Selon la Banque de France, il est ainsi passé de 3,1184 le 7 juin à 3,2394 le 10 juin et à 3,2399 le 11 juin, soit environ + 0,12 point. Au 5 juin, il était en dessous des 3 %.
Selon Sandrine Allonier, porte-parole du courtier en prêts Vousfinancer, « c’est l’effet surprise d’une décision qui n’a pas été anticipée. Les marchés financiers détestent l’imprévu. »
À l’inverse, la dégradation de la note de la France début juin par l’agence de notation américaine Standard & Poor’s (S&P) avait été anticipée, ainsi que la baisse des taux directeurs de la Banque centrale européenne (BCE).
« Ce qui n’a eu aucun impact sur l’OAT 10 ans », remarque-t-elle.
Un impact à nuancer
Au 12 juin, l’OAT 10 ans s’est assagi, repassant à environ 3,15. Ce taux devrait rester stable au moins jusqu’au premier tour des élections législatives.
« Pour les taux de crédit, cela n’a pas de sens de regarder ces mini-variations », remarque-t-elle. « D’ailleurs depuis plusieurs mois, les banques s’affranchissent un peu des taux d’emprunt d’État. »
Auparavant, il était d’usage de dire qu’il fallait un point de différence entre l’OAT 10 ans et le taux de crédit à 10 ans accordé pour que les banques aient suffisamment de marge (par exemple un taux de crédit à 4,15 pour une OAT 10 ans à 3,15).
« C’est moins le cas aujourd’hui, car elles calculent leurs marges sur l’assurance de prêt notamment.
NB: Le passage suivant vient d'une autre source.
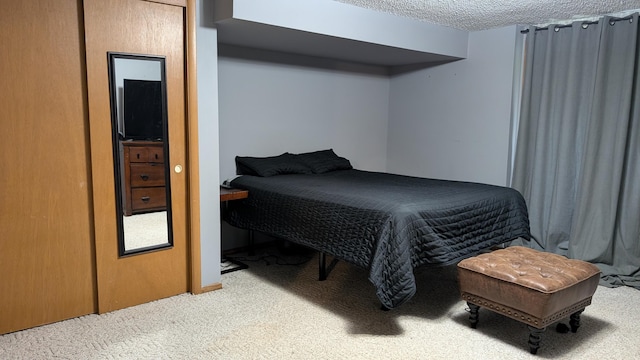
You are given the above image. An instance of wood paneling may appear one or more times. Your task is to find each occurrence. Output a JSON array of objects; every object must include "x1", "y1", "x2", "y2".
[{"x1": 0, "y1": 0, "x2": 96, "y2": 333}]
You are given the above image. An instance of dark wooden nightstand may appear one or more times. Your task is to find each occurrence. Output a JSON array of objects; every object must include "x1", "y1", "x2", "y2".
[
  {"x1": 220, "y1": 186, "x2": 249, "y2": 202},
  {"x1": 220, "y1": 186, "x2": 253, "y2": 274}
]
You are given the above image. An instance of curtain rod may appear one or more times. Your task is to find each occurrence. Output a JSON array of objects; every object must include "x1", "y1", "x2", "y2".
[{"x1": 520, "y1": 14, "x2": 633, "y2": 34}]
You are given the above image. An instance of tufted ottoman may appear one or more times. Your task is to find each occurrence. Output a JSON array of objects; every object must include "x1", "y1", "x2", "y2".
[{"x1": 458, "y1": 246, "x2": 600, "y2": 354}]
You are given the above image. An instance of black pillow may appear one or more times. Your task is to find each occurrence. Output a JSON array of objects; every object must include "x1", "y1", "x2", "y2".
[
  {"x1": 236, "y1": 153, "x2": 312, "y2": 177},
  {"x1": 297, "y1": 149, "x2": 353, "y2": 174}
]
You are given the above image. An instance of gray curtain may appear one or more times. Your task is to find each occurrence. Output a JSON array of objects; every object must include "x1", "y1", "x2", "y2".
[{"x1": 512, "y1": 14, "x2": 640, "y2": 289}]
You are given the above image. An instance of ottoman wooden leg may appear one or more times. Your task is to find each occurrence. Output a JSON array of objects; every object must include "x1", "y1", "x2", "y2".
[
  {"x1": 527, "y1": 325, "x2": 547, "y2": 355},
  {"x1": 467, "y1": 302, "x2": 480, "y2": 329},
  {"x1": 569, "y1": 309, "x2": 584, "y2": 333}
]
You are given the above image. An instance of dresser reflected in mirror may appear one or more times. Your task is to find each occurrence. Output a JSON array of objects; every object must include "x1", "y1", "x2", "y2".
[{"x1": 107, "y1": 52, "x2": 173, "y2": 256}]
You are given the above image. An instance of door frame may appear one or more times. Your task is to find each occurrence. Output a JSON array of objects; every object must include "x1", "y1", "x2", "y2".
[{"x1": 185, "y1": 0, "x2": 203, "y2": 294}]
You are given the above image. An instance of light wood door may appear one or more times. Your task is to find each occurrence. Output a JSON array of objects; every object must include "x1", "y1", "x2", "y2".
[
  {"x1": 84, "y1": 0, "x2": 189, "y2": 313},
  {"x1": 0, "y1": 0, "x2": 96, "y2": 334}
]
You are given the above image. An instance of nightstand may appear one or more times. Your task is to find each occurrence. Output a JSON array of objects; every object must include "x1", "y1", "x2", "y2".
[
  {"x1": 220, "y1": 186, "x2": 253, "y2": 274},
  {"x1": 220, "y1": 186, "x2": 249, "y2": 202}
]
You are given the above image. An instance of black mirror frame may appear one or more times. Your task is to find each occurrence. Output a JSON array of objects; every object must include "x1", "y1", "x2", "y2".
[{"x1": 107, "y1": 51, "x2": 173, "y2": 257}]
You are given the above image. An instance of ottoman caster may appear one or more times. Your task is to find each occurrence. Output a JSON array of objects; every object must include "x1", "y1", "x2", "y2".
[
  {"x1": 527, "y1": 325, "x2": 547, "y2": 355},
  {"x1": 569, "y1": 309, "x2": 584, "y2": 333},
  {"x1": 467, "y1": 302, "x2": 480, "y2": 329}
]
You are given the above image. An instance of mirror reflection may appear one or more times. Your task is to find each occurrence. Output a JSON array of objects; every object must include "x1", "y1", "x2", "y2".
[{"x1": 108, "y1": 52, "x2": 173, "y2": 256}]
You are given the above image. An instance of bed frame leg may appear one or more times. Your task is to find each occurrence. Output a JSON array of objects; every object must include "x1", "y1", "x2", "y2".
[
  {"x1": 247, "y1": 230, "x2": 255, "y2": 256},
  {"x1": 318, "y1": 252, "x2": 327, "y2": 281}
]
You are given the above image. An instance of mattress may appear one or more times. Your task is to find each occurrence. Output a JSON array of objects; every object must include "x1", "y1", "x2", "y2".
[{"x1": 225, "y1": 169, "x2": 530, "y2": 309}]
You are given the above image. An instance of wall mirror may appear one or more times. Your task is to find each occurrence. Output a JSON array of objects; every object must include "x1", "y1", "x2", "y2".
[{"x1": 107, "y1": 52, "x2": 173, "y2": 256}]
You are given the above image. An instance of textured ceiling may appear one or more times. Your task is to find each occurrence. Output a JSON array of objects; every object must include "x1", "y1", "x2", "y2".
[{"x1": 335, "y1": 0, "x2": 640, "y2": 31}]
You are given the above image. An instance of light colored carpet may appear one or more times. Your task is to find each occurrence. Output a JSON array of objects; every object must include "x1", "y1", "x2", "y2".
[
  {"x1": 123, "y1": 211, "x2": 169, "y2": 250},
  {"x1": 0, "y1": 246, "x2": 640, "y2": 360}
]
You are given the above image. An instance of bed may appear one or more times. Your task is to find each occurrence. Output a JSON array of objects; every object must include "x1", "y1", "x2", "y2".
[{"x1": 225, "y1": 149, "x2": 530, "y2": 309}]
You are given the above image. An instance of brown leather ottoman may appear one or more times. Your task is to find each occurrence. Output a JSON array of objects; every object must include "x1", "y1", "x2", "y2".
[{"x1": 458, "y1": 246, "x2": 600, "y2": 354}]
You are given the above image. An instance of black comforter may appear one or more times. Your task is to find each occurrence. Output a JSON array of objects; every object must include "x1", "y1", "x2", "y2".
[{"x1": 225, "y1": 170, "x2": 529, "y2": 308}]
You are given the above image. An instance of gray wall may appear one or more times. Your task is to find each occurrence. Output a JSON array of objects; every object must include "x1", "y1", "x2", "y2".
[
  {"x1": 387, "y1": 27, "x2": 517, "y2": 185},
  {"x1": 218, "y1": 47, "x2": 389, "y2": 183},
  {"x1": 196, "y1": 0, "x2": 221, "y2": 286}
]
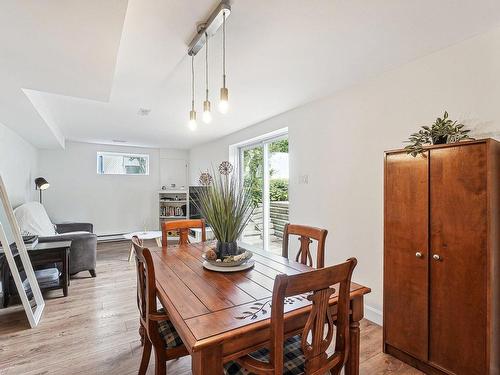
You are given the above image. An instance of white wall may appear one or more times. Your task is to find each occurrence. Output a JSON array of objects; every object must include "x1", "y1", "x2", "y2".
[
  {"x1": 39, "y1": 142, "x2": 164, "y2": 234},
  {"x1": 190, "y1": 29, "x2": 500, "y2": 322},
  {"x1": 0, "y1": 124, "x2": 38, "y2": 207}
]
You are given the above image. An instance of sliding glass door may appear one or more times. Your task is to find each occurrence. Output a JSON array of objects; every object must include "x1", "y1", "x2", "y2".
[{"x1": 239, "y1": 136, "x2": 288, "y2": 254}]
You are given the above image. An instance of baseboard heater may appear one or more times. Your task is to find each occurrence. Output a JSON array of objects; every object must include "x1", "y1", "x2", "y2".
[{"x1": 97, "y1": 233, "x2": 126, "y2": 242}]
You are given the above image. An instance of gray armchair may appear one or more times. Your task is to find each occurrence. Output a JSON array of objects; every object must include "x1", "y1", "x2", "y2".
[
  {"x1": 38, "y1": 223, "x2": 97, "y2": 277},
  {"x1": 14, "y1": 202, "x2": 97, "y2": 277}
]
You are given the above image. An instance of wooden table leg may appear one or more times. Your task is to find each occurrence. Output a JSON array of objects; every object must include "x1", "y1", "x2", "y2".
[
  {"x1": 62, "y1": 248, "x2": 69, "y2": 297},
  {"x1": 128, "y1": 245, "x2": 135, "y2": 263},
  {"x1": 344, "y1": 296, "x2": 363, "y2": 375},
  {"x1": 191, "y1": 345, "x2": 223, "y2": 375}
]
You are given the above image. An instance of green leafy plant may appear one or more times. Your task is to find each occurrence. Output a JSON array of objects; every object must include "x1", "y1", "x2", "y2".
[
  {"x1": 269, "y1": 178, "x2": 288, "y2": 202},
  {"x1": 405, "y1": 111, "x2": 471, "y2": 156},
  {"x1": 199, "y1": 170, "x2": 254, "y2": 243}
]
Ce qui compte, c’est de capter de nouveaux clients par l’emprunt », explique Sandrine Allonier. « Étant en retard sur leurs objectifs, elles sont prêtes à rogner leurs marges pour les profils d’emprunteurs qui les intéressent. »
Même son de cloche du côté de Cécile Roquelaure, directrice des études du courtier Empruntis. : « Comme nous arrivons à l’été, période moins propice, nous ne devrions pas avoir d’impact immédiat sur les taux de crédit. »
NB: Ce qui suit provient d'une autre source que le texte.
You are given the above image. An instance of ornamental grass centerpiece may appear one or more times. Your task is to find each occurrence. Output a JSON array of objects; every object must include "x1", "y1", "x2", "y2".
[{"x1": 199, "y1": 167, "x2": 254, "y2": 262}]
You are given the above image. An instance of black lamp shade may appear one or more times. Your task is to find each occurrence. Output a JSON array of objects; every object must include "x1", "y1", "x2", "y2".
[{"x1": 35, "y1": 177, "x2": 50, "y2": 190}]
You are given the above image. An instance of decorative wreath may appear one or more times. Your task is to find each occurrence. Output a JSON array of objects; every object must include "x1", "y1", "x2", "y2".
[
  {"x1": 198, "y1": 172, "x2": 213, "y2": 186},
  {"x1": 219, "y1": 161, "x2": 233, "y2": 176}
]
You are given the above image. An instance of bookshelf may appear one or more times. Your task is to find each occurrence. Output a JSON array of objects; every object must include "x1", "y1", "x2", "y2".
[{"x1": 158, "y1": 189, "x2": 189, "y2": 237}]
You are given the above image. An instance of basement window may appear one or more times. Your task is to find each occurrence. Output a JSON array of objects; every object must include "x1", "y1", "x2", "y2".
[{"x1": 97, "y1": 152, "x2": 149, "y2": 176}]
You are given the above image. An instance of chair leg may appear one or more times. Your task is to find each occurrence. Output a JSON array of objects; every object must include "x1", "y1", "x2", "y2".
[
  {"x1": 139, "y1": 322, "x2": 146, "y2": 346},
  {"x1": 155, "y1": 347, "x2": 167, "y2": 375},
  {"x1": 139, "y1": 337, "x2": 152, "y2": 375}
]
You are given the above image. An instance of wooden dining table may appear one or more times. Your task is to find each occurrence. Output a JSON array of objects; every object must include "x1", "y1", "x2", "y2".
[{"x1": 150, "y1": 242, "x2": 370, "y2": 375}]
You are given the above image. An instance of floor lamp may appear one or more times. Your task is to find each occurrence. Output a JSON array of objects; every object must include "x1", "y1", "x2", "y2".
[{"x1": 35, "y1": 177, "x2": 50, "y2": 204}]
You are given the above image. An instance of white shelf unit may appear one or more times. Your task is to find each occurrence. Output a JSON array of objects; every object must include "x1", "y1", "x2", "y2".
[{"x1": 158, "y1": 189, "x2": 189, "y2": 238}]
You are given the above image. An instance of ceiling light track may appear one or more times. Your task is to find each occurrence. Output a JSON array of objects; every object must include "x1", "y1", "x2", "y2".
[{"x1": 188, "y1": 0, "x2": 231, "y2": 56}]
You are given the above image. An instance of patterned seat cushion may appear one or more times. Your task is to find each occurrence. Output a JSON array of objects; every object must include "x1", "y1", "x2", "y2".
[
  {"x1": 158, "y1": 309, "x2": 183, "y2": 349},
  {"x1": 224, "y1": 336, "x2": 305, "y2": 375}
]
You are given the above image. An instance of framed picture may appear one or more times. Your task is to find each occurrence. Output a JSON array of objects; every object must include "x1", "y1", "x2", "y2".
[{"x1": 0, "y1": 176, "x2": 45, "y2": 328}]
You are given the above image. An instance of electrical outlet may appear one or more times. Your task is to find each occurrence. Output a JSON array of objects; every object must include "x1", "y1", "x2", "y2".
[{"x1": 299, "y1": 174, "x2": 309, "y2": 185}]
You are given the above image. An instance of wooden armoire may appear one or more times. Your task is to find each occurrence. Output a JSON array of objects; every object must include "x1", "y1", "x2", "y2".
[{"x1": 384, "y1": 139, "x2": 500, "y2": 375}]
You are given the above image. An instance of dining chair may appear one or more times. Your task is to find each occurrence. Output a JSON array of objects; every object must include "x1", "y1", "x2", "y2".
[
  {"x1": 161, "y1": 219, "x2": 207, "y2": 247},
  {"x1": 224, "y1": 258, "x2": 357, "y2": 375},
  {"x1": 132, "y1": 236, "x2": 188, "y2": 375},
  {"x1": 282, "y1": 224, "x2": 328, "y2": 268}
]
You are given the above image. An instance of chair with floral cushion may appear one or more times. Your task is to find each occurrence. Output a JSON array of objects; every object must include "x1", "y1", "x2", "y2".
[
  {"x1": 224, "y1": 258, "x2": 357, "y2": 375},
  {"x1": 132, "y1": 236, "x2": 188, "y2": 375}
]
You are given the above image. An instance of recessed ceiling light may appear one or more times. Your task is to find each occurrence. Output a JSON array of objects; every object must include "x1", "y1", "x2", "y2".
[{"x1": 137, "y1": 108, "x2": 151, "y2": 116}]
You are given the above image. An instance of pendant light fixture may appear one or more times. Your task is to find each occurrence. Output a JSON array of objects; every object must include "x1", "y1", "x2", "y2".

Ce qui est un peu plus inquiétant, l’écart avec les taux allemands
Selon Sandrine Allonier, c’est l’écart entre les taux d’emprunt français et les taux d’emprunt allemands qui est « un peu plus inquiétant. »
Il y a actuellement une diférence de 0,80 %, comme lors des élections présidentielles de 2017, qui annonçaient Jean-Luc Mélenchon ou Marine Le Pen au second tour.
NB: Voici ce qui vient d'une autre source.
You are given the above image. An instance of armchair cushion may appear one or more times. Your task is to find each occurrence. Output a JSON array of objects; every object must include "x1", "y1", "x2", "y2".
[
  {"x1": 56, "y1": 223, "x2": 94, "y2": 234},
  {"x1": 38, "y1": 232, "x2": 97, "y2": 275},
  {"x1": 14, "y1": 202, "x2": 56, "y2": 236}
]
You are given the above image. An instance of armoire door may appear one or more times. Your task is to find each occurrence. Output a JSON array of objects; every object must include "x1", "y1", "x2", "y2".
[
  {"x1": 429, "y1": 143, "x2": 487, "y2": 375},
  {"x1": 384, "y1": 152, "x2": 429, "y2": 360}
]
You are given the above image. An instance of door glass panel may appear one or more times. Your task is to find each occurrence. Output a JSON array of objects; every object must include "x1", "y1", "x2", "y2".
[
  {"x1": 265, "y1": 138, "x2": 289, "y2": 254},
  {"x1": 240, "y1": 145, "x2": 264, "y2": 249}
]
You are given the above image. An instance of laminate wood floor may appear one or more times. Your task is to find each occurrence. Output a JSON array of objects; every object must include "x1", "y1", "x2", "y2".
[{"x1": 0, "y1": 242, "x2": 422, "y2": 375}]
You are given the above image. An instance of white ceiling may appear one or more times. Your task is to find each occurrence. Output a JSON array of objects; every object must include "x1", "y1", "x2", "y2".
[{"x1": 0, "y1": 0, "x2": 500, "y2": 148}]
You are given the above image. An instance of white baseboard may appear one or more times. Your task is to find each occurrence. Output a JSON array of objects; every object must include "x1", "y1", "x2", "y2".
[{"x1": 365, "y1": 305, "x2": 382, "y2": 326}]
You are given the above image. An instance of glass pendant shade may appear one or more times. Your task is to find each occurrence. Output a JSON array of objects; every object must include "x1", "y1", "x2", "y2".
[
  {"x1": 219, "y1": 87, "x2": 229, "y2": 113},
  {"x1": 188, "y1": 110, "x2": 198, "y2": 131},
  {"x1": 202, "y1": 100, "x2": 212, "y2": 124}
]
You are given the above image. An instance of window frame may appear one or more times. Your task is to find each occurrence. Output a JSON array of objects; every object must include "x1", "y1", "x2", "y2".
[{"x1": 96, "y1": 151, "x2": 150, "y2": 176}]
« Si l’écart est trop important, les investisseurs bougent leur position, vont vers les obligations allemandes », observe-t-elle.
Le ministre de l’Économie, Bruno Le Maire, a indiqué craindre une crise financière en France si le RN ou la gauche arrivaient au pouvoir.
Si le RN arrive au gouvernement
« Si un parti qui n’a jamais gouverné arrive au gouvernement au second tour des élections législatives le 8 juillet, alors les conséquences pourraient être plus fortes », affirme Sandrine Allonier.
L’OAT 10 ans pourrait fortement grimper. « S’il dépasse 3,5, alors cela pourra avoir un impact sur les taux de crédit », annonce-t-elle.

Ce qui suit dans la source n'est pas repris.